In a nutshell, Microsoft thinks the world looks like this. OK, OK, I’m being unfair, what they think is that it makes sense to use a latitude/longitude (y/x) order for ordinates in the Well-Known Text (WKT) and Well-Known Binary (WKB) that their STAsText() and STAsBinary() methods return, respectively. (Pls. see above re: my complete loserness.)

This is what the SQL Server spatial team had to say to a user wondering at this behavior:

This is the expected behavior, but as you found there is not a standard industry consensus on the ordering of latitude / longitude coordinates in formats such as WKT and WKB. The OGC SFS document does not cover geographic coordinates, only planar data, so it is not clear that the same ordering is necessary. However, the EPSG definition itself for 4326 defines the axis order as latitude / longitude, and that is what we use and what is defined by other formats such as GML / GeoRSS.

Here is a thread from the OpenGeoSpatial mailing list defining this behavior.

The place where I (surprise!) violently disagree with the Microsoft team is the assertion that “there is not a standard industry consensus on the ordering of … coordinates in … WKT and WKB “. There is, in fact, a massive industry consensus on WKT and WKB coordinate order. If the Microsoft team can find a shipping product that deliberately creates WKT or WKB in lat/long order I’ll send them a 5lb box of Roger’s Chocolates.
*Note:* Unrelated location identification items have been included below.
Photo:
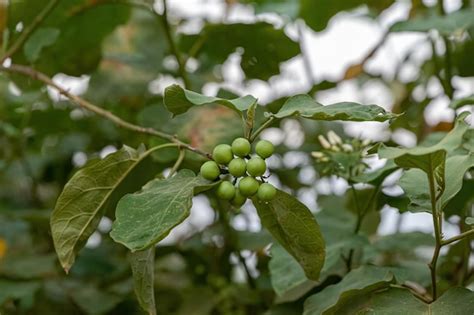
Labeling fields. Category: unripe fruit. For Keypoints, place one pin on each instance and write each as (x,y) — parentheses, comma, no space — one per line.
(264,149)
(238,199)
(226,190)
(256,166)
(222,154)
(248,186)
(210,170)
(237,167)
(241,147)
(266,192)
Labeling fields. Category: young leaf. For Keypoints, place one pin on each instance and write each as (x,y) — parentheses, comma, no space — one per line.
(143,264)
(178,100)
(305,106)
(90,192)
(358,282)
(146,217)
(294,227)
(457,301)
(446,25)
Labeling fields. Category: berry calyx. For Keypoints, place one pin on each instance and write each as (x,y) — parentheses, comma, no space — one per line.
(222,154)
(238,199)
(256,166)
(264,149)
(210,170)
(226,190)
(266,192)
(248,186)
(237,167)
(241,147)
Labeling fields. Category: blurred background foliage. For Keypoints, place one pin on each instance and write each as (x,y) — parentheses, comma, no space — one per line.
(121,54)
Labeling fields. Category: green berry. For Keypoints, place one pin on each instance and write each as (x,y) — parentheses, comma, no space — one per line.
(222,154)
(226,190)
(266,192)
(237,167)
(210,170)
(256,166)
(264,149)
(238,199)
(241,147)
(248,186)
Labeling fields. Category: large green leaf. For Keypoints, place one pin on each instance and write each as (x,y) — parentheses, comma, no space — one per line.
(146,217)
(446,24)
(455,301)
(216,42)
(178,100)
(294,227)
(305,106)
(358,282)
(415,183)
(83,27)
(90,192)
(143,264)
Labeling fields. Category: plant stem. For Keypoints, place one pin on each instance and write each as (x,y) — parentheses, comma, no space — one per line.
(173,48)
(457,237)
(437,230)
(261,128)
(29,30)
(34,74)
(177,164)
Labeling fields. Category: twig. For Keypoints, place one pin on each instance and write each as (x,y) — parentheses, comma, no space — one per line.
(34,74)
(261,128)
(177,164)
(29,30)
(173,48)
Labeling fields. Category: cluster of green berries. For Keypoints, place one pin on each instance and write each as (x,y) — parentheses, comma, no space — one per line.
(236,161)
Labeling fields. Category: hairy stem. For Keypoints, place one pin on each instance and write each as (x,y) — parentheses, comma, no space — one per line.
(437,230)
(34,74)
(29,30)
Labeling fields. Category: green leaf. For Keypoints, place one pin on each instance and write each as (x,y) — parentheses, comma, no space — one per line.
(143,263)
(41,38)
(358,282)
(216,42)
(146,217)
(446,25)
(305,106)
(457,103)
(415,184)
(455,301)
(178,100)
(294,227)
(92,191)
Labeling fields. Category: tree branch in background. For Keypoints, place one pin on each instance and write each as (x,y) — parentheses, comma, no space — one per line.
(173,48)
(39,76)
(29,30)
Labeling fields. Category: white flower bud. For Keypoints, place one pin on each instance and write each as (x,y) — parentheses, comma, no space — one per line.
(324,142)
(334,138)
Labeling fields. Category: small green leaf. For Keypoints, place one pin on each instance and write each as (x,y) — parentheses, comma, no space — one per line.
(294,227)
(455,301)
(143,264)
(90,193)
(178,100)
(455,104)
(446,25)
(358,282)
(305,106)
(146,217)
(41,38)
The comment goes on to muddy the waters by talking about GML, and GeoRSS and the OGC discussions on the topic of axis order, but is totally wrong about the core issue: what is the industry standard order for WKT and WKB. In this case, Microsoft is late to the game, they don’t get to set the de facto standard, because there is already a de facto standard, and it is long/lat.

If Microsoft wants to interoperate easily with the standards-based products already in the marketplace, they will implement the de facto standard for their STAsBinary() and STAsText() functions. If they are paying lip service to actual interoperability (“we implemented the standard but for some reason absolutely everybody else is doing it different! who knew?”) they’ll do something else.
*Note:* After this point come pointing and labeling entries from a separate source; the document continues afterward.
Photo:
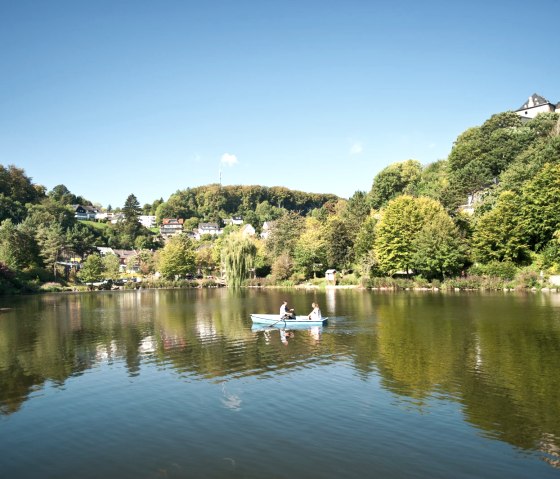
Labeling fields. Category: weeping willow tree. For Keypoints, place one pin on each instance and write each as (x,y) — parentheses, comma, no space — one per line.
(238,256)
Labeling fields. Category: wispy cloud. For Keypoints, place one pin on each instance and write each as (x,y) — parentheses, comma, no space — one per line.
(228,159)
(356,148)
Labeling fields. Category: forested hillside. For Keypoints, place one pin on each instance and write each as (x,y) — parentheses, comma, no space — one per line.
(492,208)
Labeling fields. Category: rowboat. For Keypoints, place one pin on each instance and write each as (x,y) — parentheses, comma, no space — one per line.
(274,319)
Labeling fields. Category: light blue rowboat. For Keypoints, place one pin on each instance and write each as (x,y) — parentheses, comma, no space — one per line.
(274,320)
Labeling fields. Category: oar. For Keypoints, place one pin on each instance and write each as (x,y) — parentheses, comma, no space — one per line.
(281,319)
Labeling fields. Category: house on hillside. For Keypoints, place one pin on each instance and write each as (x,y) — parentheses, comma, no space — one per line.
(124,256)
(84,212)
(234,220)
(147,221)
(266,229)
(212,229)
(247,230)
(536,104)
(170,227)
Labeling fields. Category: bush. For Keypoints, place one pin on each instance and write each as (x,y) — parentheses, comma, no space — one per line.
(527,278)
(504,270)
(348,280)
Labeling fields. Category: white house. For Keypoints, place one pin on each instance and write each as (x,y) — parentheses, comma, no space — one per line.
(247,230)
(84,212)
(330,275)
(212,229)
(266,229)
(148,221)
(234,220)
(536,104)
(171,227)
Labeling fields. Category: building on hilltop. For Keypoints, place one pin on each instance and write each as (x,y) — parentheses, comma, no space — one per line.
(536,104)
(84,212)
(147,221)
(170,227)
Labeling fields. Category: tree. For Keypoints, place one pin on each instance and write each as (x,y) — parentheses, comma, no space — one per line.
(80,240)
(311,249)
(394,180)
(131,209)
(238,255)
(91,269)
(282,267)
(146,261)
(541,205)
(16,258)
(438,247)
(401,221)
(499,234)
(111,266)
(62,195)
(339,243)
(52,241)
(365,239)
(177,257)
(284,234)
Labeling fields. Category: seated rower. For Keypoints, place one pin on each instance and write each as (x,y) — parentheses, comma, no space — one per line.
(315,313)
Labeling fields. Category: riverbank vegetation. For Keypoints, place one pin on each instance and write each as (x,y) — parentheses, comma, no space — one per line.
(486,217)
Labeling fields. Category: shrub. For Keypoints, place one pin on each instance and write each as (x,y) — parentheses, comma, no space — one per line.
(527,278)
(505,270)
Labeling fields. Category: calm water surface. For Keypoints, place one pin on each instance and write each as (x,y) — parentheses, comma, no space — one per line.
(177,384)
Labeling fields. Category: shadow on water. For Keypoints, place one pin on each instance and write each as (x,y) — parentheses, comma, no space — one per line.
(497,356)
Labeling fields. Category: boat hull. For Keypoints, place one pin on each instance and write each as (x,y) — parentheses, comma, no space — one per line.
(274,319)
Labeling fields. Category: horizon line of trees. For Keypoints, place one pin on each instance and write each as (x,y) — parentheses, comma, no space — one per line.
(409,222)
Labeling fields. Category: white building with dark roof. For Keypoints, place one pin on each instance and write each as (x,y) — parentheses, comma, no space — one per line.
(536,104)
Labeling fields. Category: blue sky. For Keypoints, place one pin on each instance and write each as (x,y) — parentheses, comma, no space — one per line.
(147,97)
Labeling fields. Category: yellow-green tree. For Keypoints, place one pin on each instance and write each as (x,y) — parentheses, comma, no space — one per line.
(238,255)
(177,257)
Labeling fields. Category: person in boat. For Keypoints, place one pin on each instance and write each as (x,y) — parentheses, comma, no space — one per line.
(286,313)
(315,313)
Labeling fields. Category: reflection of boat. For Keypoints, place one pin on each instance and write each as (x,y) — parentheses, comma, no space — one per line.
(274,320)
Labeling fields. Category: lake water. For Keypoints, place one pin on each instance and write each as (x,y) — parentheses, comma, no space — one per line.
(177,384)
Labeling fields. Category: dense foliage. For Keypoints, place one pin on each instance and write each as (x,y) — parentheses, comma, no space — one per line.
(414,221)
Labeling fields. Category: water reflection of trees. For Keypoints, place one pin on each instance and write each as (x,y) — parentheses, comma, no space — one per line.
(498,358)
(489,354)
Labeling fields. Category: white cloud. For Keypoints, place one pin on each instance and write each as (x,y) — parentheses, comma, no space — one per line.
(228,159)
(356,148)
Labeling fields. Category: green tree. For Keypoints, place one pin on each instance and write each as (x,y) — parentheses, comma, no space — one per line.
(177,257)
(438,247)
(238,255)
(339,243)
(52,241)
(365,239)
(284,234)
(401,221)
(111,266)
(310,252)
(22,256)
(394,180)
(80,240)
(499,234)
(91,269)
(146,261)
(541,206)
(131,209)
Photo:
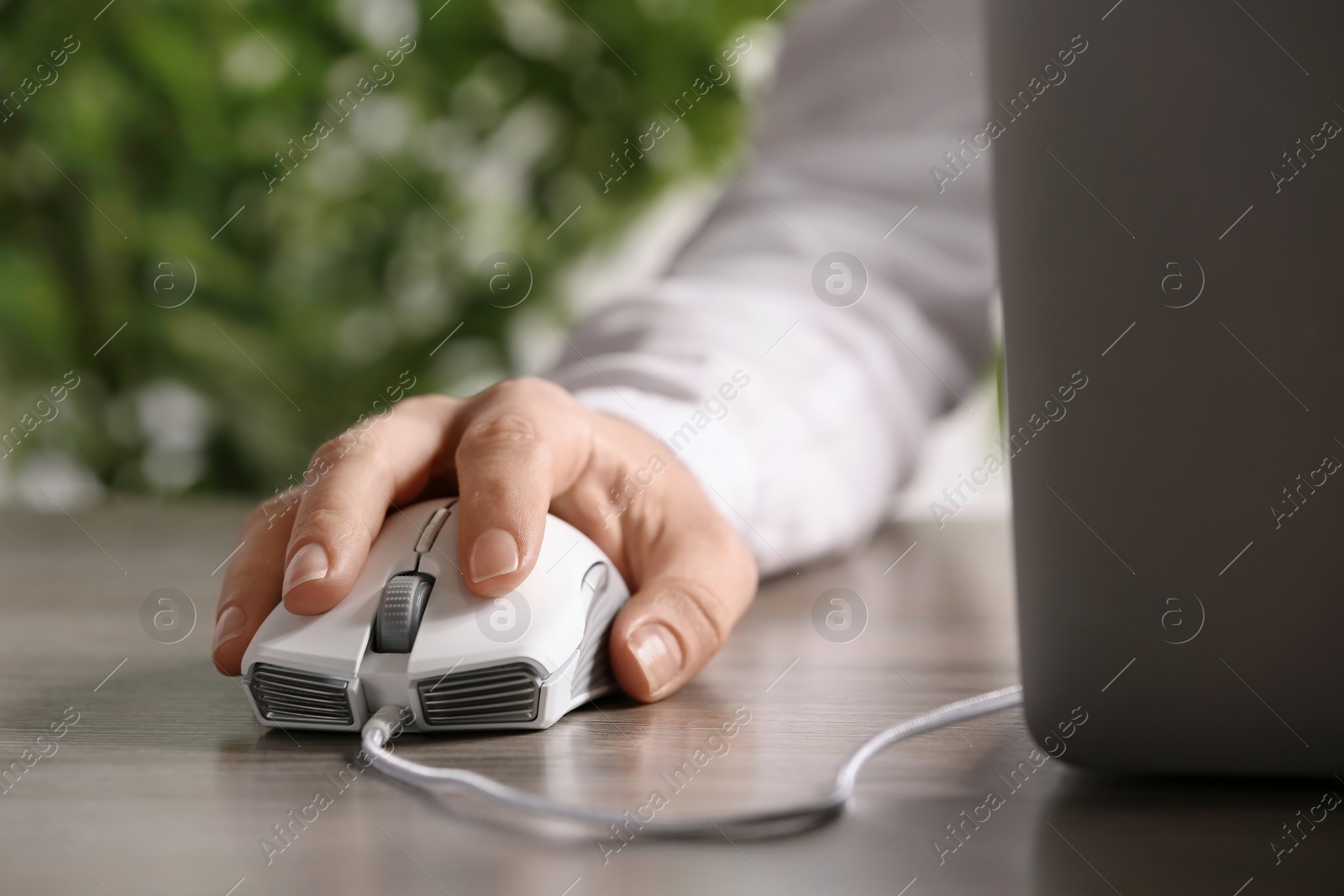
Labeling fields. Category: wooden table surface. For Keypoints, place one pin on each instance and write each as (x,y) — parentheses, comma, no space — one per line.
(167,785)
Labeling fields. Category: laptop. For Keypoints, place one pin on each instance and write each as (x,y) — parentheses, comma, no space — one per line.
(1169,186)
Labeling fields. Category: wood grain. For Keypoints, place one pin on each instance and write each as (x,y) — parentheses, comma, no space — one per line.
(165,785)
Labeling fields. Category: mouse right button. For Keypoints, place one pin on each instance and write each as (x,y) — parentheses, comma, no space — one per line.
(596,580)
The de jure standard is, as the comment correctly notes, well nigh impossible to divine, because the OGC guidance on the subject has been scattered through so many areas, and because there is no explicit guidance on the topic for WKB and WKT. But the de facto standard, the “standard industry consensus” is clear: long/lat.

Update: To clarify the chocolate challenge, products that produce backwards WKB and WKT to satisfy SQL Server (FME, Manifold) don’t count. This is about the industry standard that pre-existed SQL Server.

Drived Products

The news that a third center-line road data provider is starting up is very interesting. In an interview with Directions they are relatively closed-lipped about why they think they can compete with the big boys, but a good guess can be had by looking at their earlier news releases. This not a road mapping company, this is a computer vision company. Presumably the liberal application of computer vision allows them to combine their GPS and intertial data with road sign readings to build out full navigation-restricted data without a heavy manual data post-processing step.

That still leaves the tricky aspect of actually driving their cars down every street in the country, and I wonder what mapping source they used to ensure they weren’t missing any. The mathematics of driving every road in the country are also daunting: 4 million miles of roads in the USA, at an average speed of 20 miles per hour, for 8 hours a day, implies 25,000 days of driving! Or $2M using $10/hour drivers, plus the capital cost (at least $5M) of the 70+ vehicles needed to do the thing in about a year.

On the other hand, given that Nokia just paid $8B for NavTeq, the cost of entry into this marketplace is incredibly low — $20M maybe? I think I’m in the wrong business, time to hit the road!